This article features an article written by E. D. McKenzie for the Plaistow News in 1968. A former long time resident of Plaistow, Ed is a veteran of World War II (where he was a German POW) and the Korean conflict. Copies of his book, “Boys at War, Men at Peace”, can be purchased at the PHS museum.
It’s already been fifty years, old buddy, since you came home from France, unwrapped your leggings, “stacked” your thirty-ot-six, hung up your gas mask; and tried to break the habit of seeking cooties under your waistband. That was the World War to End All Wars that took place a couple of decades before they began to number them with Roman numerals.
And you, younger guys and girls, stopped getting “V Mail” twenty three years ago, although it seems like yesterday when you were bathing in your steel helmet, prying the mud off your GI shoes and trying to make K Rations taste like Mom’s cooking.

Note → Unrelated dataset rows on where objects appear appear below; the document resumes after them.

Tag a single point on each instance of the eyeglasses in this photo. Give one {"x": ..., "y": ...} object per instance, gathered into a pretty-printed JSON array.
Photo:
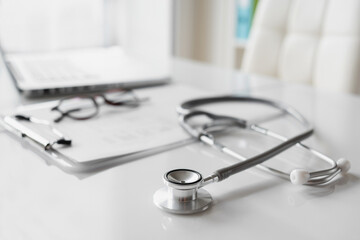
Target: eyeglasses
[{"x": 86, "y": 106}]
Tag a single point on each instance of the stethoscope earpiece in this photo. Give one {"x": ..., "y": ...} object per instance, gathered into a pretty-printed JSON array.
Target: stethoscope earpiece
[{"x": 183, "y": 193}]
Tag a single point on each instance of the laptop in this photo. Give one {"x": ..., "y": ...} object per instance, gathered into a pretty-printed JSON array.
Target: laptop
[{"x": 82, "y": 70}]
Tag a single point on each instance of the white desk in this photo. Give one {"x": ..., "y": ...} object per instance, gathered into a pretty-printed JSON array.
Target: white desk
[{"x": 38, "y": 201}]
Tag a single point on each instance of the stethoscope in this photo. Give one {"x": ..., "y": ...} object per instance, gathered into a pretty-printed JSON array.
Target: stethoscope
[{"x": 183, "y": 192}]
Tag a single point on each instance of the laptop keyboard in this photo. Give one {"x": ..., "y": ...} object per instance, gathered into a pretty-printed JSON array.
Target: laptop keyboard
[{"x": 57, "y": 70}]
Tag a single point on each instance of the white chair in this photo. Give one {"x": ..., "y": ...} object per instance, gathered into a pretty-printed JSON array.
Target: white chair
[{"x": 310, "y": 41}]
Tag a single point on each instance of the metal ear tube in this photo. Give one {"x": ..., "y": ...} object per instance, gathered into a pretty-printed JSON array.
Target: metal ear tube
[{"x": 183, "y": 192}]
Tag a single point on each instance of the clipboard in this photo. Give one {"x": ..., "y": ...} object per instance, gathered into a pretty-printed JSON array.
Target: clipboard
[{"x": 115, "y": 136}]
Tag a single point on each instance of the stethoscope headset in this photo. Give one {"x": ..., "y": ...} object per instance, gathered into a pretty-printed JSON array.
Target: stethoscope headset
[{"x": 183, "y": 192}]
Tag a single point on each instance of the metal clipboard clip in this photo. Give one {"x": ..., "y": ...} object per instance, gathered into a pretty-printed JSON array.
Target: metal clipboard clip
[{"x": 13, "y": 125}]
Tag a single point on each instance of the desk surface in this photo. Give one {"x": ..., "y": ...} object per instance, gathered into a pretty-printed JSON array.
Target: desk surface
[{"x": 38, "y": 201}]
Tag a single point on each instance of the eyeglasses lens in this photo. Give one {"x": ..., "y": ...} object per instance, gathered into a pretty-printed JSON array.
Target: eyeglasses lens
[
  {"x": 79, "y": 107},
  {"x": 121, "y": 97}
]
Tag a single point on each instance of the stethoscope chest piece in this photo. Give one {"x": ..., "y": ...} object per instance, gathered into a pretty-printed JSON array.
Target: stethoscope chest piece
[{"x": 182, "y": 194}]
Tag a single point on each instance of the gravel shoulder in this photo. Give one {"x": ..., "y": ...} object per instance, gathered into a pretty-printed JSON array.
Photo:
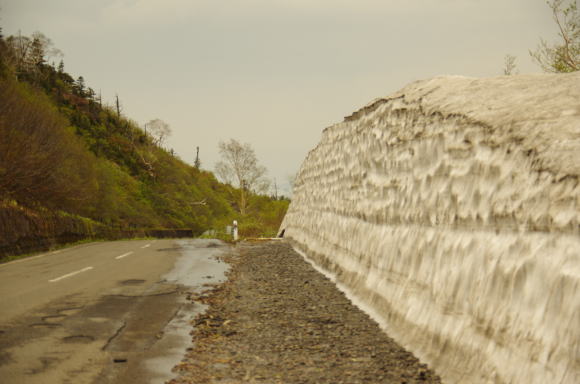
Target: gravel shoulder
[{"x": 277, "y": 320}]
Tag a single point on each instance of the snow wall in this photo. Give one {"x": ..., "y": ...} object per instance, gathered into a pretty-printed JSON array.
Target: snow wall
[{"x": 451, "y": 209}]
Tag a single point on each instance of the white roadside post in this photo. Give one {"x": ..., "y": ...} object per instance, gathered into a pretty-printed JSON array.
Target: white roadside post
[{"x": 235, "y": 230}]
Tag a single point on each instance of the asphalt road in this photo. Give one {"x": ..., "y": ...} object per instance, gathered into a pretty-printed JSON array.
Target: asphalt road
[{"x": 98, "y": 313}]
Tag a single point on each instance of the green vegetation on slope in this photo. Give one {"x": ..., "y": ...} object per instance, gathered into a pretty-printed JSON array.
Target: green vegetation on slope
[{"x": 62, "y": 150}]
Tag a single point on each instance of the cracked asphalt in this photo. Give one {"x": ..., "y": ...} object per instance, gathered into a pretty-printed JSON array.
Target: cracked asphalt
[{"x": 98, "y": 313}]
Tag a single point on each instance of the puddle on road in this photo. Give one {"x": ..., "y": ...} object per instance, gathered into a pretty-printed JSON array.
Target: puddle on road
[{"x": 196, "y": 267}]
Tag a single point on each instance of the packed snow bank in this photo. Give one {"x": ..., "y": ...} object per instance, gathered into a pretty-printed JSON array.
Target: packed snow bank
[{"x": 452, "y": 209}]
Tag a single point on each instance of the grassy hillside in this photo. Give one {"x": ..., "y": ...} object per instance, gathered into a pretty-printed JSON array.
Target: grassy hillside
[{"x": 61, "y": 150}]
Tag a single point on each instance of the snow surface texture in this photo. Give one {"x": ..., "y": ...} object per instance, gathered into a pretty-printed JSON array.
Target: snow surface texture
[{"x": 452, "y": 209}]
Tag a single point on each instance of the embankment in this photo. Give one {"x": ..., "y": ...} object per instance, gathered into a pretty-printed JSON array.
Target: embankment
[
  {"x": 24, "y": 230},
  {"x": 452, "y": 209}
]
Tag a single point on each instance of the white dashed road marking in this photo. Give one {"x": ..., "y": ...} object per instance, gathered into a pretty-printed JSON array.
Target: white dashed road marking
[{"x": 70, "y": 274}]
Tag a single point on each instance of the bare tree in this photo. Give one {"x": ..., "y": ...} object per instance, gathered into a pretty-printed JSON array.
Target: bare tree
[
  {"x": 510, "y": 65},
  {"x": 239, "y": 167},
  {"x": 159, "y": 130},
  {"x": 565, "y": 55}
]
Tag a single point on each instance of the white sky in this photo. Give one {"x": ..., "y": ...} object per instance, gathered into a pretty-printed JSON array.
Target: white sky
[{"x": 273, "y": 73}]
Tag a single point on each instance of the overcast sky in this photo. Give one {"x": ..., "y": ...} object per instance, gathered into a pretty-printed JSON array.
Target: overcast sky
[{"x": 273, "y": 73}]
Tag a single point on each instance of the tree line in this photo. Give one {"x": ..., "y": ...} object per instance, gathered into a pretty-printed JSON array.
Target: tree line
[{"x": 63, "y": 149}]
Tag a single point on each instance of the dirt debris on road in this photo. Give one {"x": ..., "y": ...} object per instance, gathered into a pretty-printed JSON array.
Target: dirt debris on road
[{"x": 277, "y": 320}]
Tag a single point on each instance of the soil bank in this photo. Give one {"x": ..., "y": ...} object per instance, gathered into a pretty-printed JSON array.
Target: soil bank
[{"x": 277, "y": 320}]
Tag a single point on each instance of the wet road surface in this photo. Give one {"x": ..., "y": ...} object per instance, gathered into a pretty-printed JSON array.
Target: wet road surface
[{"x": 111, "y": 312}]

Korean vets? Oh yes, you were eating some of those same K rations left over from the big one that ended a few years earlier, probably using much of the surplus military equipment that didn’t get sold as scrap after 1945, remembering that “Hamburger Hill” was not a place to go for a snack but a place where you could bloody well get yourself killed.
Meanwhile, back here at home: The forty nine men of WWI were honored by a monument out in the park, with names inscribed on stone. The two 105 mm cannon shells that once framed it are now long gone, who knows where? Maybe they weren’t such a good reminder after all. Artillery fire, muddy trenches and poison gas were some of their worst nightmares.
The wooden plaque inside town hall names one hundred and seventy who were scattered all over the world in regions strangely called “Theaters”, such as European, China-Burma-India, and so on. The woodlot out behind the Pollard School was designated as Veteran’s Memorial Park and was actually cleared and developed by many of the vets it was to commemorate but they liked that idea of a “living memorial” for future generations. As the town grew and students numbers increased the “memorial” became a site for building expansion and children’s playground.
There are one hundred and one names on the base of the statue of the Civil War soldier, and the two “field pieces” with two stacks of cannon balls became somewhat of a playground also, until the iron balls were welded together. That was to discourage their being rolled down the sidewalk aimed toward the flagpole. (Fortunately, all missed) Another war memorial, the pair of Hotchkiss machine guns as used by the Yanks in France stand there in front of the American Legion Post Home. They were intended in part to remind us of the “new weapon” the Germans used to decimate the advancing masses of troops as they came “over the top” out of their trenches and into “no man’s land”.
Right now there are many young people in their country’s service again, with more being called up each month to be sent once again to foreign soil. A few are saying things like, “Hell no. I won’t go!”; something unheard of in prior wars. Will there still be names inscribed on monuments after this or will that practice have ended? We try not to draw conclusions or moral philosophies from these observations, other than that we do not want to forget any of these people who came forward when called upon, all in which most historians agree were for “a good cause”.
Some may feel that Memorial Days are unneeded now, but we can’t help feeling that if it was us lying there under those U.S. flags and floral tributes on this day, then we would like the practice to continue.